Мы, молодежь, может быть интуитивно, понимали, что война с фашистской Германией неизбежна, поэтому готовили себя к труду и обороне. К 1940 году сдал нормы на значок ГТО II ступени («Готов к труду и обороне»), ПВХО («Готов к противовоздушной и химической обороне»), ГСО («Готов к санитарной обороне») и сдал нормы на значок «Ворошиловский стрелок».
Во внеурочное время школьники старших классов с большим интересом изучали стрелковое оружие и ручной пулемет системы конструктора Дегтярева.
В 1940 году я поступил в Новосибирский институт военных инженеров транспорта. В нашей семье не было железнодорожников. Выбору этого института способствовали два обстоятельства. Будучи учеником средней школы, я с большим интересом прочитал книгу Гарина-Михайловского («Детство Темы», «Гимназисты», «Студенты», «Инженеры») и мне захотелось так же быть инженером-строителем железных дорог. Это мое намерение укрепляли также встречи во время зимних каникул слушателей НИВИТа, бывших учеников школы, Рощина Виктора и Трушина Германа со старшеклассниками школы, которые с большим интересом рассказывали о своей учебе в институте.
Второе обстоятельство — закон о всеобщей воинской обязанности 1939 года. В соответствии с этим законом учащиеся, оканчивающие среднюю школу, призывались в ряды Красной Армии. Поэтому не случайно в 1940 году в НИВИТ стремились поступить школьники со всего СССР. Среди поступавших были москвичи, ленинградцы, украинцы, грузины, армяне и представители других национальностей. Я помню, что была очень строгая медицинская комиссия, которая браковала за малейшее нарушение здоровья. Среди не прошедших медкомиссию были слышны такие разговоры: «Я на приписке был зачислен в Морфлот (или в военно-воздушные силы РККА), а здесь не годен по здоровью».

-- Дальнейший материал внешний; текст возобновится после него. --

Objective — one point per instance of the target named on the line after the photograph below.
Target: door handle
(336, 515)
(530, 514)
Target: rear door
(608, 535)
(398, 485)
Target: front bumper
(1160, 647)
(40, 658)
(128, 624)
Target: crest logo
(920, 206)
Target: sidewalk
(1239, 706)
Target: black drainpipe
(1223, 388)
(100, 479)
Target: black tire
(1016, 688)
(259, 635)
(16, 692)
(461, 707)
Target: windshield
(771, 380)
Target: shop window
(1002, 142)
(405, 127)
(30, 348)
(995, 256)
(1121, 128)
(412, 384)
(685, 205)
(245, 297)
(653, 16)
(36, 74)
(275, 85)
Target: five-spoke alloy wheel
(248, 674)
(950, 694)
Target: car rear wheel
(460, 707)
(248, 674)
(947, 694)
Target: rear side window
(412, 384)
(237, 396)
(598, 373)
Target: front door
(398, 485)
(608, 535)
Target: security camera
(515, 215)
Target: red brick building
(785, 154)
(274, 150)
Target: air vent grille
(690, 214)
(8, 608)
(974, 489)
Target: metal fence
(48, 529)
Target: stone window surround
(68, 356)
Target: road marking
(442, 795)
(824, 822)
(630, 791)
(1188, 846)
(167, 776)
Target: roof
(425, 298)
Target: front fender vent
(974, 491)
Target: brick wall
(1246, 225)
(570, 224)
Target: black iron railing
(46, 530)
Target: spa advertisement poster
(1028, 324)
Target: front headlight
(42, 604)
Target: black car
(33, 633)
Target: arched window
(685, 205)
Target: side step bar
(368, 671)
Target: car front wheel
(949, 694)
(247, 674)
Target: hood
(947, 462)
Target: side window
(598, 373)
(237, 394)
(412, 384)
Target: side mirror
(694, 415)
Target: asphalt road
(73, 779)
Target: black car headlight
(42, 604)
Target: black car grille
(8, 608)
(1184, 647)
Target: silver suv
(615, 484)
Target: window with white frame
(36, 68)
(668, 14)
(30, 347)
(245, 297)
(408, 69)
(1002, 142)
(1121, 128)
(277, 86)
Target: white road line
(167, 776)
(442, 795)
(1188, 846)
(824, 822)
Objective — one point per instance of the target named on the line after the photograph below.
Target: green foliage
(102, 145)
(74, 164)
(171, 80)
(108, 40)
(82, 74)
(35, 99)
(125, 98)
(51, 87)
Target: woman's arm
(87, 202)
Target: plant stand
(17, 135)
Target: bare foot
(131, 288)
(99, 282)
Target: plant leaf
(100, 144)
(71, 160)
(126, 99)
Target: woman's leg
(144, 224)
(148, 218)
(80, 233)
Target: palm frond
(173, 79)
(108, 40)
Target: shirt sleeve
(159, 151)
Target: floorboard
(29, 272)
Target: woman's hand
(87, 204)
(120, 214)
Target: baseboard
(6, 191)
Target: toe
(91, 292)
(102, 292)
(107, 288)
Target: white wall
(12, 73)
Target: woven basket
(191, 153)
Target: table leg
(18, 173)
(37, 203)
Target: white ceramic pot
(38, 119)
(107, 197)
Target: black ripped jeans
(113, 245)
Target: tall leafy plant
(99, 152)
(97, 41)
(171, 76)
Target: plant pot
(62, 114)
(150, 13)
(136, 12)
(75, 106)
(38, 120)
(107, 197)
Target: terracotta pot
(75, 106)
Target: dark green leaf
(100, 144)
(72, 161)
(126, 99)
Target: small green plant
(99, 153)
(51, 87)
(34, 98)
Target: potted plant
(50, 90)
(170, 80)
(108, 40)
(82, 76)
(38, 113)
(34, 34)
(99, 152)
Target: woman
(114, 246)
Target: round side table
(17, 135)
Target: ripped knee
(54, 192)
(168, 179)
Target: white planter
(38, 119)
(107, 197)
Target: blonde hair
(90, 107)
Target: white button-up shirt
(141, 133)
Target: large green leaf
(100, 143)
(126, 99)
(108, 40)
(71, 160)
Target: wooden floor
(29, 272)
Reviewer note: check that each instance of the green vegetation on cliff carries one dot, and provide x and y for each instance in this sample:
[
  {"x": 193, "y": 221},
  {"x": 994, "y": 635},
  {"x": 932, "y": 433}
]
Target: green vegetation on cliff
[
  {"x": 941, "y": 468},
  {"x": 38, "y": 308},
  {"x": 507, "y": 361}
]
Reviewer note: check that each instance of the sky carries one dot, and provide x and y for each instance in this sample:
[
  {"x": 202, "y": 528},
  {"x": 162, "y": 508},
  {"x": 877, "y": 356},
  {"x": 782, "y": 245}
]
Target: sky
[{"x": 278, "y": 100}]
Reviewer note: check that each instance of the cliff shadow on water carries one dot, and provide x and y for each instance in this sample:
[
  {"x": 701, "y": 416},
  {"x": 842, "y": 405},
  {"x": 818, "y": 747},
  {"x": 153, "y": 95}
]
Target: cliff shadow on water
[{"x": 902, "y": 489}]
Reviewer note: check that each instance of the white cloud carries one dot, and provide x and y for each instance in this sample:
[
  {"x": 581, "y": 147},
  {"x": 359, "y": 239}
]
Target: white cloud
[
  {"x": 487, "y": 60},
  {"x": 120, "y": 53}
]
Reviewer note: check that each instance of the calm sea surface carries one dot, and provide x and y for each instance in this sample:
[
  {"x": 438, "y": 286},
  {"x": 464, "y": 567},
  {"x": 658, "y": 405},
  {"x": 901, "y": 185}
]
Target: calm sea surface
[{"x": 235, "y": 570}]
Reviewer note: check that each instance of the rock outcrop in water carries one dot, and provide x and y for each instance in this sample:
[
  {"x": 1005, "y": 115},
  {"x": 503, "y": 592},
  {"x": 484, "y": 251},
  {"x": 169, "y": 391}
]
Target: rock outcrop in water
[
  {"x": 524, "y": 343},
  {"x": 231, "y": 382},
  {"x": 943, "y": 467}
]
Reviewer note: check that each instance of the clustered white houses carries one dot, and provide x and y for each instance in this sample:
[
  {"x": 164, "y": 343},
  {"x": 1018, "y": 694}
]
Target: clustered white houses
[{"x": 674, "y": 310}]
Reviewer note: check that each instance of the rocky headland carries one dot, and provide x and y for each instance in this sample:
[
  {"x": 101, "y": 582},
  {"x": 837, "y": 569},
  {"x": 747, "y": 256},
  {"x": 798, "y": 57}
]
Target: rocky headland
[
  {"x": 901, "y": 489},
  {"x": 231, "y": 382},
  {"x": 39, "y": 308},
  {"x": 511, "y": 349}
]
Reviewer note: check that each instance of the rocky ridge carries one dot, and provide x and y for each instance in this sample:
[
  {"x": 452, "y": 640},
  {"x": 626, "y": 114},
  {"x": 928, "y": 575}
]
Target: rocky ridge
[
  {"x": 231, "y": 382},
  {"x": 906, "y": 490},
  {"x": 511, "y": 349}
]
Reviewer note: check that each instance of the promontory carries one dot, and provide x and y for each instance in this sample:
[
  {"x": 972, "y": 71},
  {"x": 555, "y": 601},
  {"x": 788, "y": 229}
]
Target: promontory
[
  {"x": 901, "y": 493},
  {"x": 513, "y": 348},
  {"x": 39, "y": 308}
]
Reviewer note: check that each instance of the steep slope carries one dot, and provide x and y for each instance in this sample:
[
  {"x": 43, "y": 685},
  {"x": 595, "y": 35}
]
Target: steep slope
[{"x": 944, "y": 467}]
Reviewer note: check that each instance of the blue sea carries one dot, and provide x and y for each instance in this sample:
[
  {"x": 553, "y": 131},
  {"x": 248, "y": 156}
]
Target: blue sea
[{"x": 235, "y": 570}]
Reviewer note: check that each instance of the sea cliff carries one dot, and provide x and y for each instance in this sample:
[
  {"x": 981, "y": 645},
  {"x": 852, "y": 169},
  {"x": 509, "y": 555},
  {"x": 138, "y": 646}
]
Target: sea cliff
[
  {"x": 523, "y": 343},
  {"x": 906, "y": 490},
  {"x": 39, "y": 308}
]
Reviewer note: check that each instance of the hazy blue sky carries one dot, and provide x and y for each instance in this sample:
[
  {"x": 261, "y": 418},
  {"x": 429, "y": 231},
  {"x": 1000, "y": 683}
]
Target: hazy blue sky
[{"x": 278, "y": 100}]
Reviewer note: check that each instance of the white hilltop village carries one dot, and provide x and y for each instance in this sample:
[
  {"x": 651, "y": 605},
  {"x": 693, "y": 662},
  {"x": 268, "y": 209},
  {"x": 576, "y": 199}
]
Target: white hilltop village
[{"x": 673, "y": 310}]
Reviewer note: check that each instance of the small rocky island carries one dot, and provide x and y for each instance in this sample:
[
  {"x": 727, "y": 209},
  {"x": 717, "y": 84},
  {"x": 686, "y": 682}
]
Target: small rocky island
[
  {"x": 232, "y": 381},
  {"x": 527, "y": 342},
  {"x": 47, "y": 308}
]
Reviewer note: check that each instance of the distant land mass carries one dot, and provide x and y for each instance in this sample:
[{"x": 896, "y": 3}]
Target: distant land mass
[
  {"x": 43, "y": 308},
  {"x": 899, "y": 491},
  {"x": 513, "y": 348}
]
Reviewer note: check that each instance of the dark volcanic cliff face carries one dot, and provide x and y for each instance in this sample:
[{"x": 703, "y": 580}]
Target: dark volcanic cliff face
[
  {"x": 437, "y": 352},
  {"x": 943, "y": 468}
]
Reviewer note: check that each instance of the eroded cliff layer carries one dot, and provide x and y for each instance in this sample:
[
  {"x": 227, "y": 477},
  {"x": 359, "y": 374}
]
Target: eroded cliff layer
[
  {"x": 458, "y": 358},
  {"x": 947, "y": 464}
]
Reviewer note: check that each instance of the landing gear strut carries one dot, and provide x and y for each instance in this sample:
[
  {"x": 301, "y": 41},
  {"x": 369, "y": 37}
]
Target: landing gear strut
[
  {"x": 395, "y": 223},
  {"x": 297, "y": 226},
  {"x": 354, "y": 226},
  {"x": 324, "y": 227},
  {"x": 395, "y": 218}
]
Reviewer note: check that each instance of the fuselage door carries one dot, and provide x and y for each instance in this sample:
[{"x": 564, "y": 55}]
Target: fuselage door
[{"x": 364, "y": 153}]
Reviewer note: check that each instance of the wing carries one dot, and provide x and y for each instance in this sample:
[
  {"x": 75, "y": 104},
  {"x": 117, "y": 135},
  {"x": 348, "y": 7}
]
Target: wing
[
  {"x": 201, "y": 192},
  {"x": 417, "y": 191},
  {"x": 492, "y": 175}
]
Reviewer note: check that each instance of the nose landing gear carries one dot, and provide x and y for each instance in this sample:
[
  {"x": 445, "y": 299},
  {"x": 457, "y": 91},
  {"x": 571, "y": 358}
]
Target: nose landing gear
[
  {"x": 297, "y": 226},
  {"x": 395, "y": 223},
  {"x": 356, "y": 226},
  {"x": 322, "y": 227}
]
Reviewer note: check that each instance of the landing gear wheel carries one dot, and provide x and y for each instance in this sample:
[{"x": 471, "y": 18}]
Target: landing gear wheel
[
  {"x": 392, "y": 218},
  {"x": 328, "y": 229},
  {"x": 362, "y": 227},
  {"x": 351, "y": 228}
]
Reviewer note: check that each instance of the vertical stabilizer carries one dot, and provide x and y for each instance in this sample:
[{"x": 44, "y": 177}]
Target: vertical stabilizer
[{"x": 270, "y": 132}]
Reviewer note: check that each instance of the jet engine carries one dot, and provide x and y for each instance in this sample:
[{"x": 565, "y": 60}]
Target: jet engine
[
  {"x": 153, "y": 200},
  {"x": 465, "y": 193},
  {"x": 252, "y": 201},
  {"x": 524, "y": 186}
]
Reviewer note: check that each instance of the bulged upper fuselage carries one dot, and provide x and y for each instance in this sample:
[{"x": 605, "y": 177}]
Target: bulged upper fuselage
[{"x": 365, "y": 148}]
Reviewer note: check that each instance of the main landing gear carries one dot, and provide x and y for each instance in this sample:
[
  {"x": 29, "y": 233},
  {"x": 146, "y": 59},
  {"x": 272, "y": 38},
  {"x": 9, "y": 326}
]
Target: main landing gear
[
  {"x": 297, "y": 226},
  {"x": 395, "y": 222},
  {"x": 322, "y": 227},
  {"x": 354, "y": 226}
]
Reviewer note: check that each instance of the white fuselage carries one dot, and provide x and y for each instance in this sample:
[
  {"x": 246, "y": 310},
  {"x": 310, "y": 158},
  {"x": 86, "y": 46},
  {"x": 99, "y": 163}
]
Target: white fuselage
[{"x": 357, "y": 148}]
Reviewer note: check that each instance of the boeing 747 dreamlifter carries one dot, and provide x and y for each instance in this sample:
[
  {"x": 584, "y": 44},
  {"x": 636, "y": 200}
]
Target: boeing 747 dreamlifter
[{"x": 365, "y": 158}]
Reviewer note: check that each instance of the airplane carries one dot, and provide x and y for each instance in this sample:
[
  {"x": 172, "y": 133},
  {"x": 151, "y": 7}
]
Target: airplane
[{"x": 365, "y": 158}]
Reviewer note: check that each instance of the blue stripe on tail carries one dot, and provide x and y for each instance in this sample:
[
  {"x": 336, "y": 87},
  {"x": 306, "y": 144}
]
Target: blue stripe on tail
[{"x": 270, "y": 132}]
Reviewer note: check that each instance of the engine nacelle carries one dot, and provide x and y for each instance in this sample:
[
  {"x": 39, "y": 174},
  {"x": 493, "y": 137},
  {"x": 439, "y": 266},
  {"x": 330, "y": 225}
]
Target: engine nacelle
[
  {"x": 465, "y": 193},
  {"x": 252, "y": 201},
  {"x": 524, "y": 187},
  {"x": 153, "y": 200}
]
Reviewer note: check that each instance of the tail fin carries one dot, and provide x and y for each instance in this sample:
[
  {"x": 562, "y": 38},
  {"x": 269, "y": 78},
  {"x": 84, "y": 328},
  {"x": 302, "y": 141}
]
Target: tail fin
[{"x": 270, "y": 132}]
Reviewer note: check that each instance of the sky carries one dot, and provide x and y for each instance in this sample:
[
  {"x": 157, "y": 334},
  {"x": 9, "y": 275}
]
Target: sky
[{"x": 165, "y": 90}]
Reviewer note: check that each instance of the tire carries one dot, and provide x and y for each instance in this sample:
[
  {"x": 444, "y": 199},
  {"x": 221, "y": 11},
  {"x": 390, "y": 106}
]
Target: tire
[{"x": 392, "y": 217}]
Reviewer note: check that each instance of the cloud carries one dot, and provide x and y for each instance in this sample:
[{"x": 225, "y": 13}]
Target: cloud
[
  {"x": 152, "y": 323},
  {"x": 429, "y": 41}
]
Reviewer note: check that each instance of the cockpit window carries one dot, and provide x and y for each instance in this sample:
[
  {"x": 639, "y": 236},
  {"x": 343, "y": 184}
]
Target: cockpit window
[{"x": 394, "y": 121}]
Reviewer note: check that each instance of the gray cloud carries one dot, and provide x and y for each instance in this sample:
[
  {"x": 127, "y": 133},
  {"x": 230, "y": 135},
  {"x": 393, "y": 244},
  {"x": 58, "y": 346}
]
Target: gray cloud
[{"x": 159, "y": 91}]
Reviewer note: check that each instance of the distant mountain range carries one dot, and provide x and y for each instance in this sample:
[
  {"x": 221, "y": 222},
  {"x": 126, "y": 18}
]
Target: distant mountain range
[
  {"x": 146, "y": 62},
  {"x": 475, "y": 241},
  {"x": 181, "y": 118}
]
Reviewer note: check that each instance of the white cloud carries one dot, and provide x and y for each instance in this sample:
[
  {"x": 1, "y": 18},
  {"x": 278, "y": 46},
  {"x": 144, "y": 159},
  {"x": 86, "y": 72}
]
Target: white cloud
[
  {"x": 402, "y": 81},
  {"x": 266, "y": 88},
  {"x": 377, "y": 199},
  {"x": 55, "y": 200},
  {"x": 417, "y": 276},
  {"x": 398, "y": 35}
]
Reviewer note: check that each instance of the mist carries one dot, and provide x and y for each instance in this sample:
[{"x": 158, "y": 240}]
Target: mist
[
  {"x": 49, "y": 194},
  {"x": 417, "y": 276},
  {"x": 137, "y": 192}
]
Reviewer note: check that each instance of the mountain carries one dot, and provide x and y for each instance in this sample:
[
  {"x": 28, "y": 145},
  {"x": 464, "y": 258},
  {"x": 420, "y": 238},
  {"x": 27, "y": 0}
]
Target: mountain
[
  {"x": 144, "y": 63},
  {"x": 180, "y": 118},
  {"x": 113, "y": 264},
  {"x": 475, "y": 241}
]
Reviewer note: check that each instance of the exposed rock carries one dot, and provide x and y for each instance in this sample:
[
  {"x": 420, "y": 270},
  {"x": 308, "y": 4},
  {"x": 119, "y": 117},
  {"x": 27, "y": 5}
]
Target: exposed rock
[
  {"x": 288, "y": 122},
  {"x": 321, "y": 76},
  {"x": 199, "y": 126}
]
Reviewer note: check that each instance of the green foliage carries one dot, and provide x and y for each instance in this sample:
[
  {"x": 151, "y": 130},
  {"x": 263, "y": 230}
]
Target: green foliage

Такой строгий отбор будущих слушателей института, очевидно, делали с целью уменьшить конкурс поступающих.
Если отличники средней школы, поступавшие на эксплуатационный факультет, по прохождении мандатной комиссии зачислялись в институт без экзаменов, то на строительном факультете мы сдавали экзамен по черчению и рисованию. Помню, принимал его преподаватель Л. Н. Розников1, который потом, на 1-ом курсе, читал нам начертательную геометрию.
После успешного окончания первого курса мы находились на военных сборах в лагерях недалеко от г. Юрга.
1Леонид Николаевич Розников, блестящий педагог, оставивший о себе благодарную память у многих поколений выпускников НИВИТа-НИИЖТаю. С 1939 по 1966 год возглавлял кафедру графики. Хорошо помню, как в воскресенье, 22 июня 1941 года в 16 часов должна была состояться товарищеская встреча по футболу с командой Томского артиллерийского училища, курсанты которого также находились на сборах. Уже шумели болельщики на трибунах стадиона, как вдруг по радио объявили: «Война! Германия внезапно напала на СССР».
Уже вечером 22 июня воинские подразделения начали покидать военные лагеря. Через несколько дней покинули лагерь и мы — слушатели НИВИТа.
Возобновилась учеба, однако длилась она не долго — уже в ноябре 1941 года слушатели первых трех курсов института были направлены в Кривощёково — пригород Новосибирска на левом берегу Оби для работы на военном заводе 4а комбината № 179. Буквально через несколько дней мы стали рабочими фрезерных и сверлильных станков.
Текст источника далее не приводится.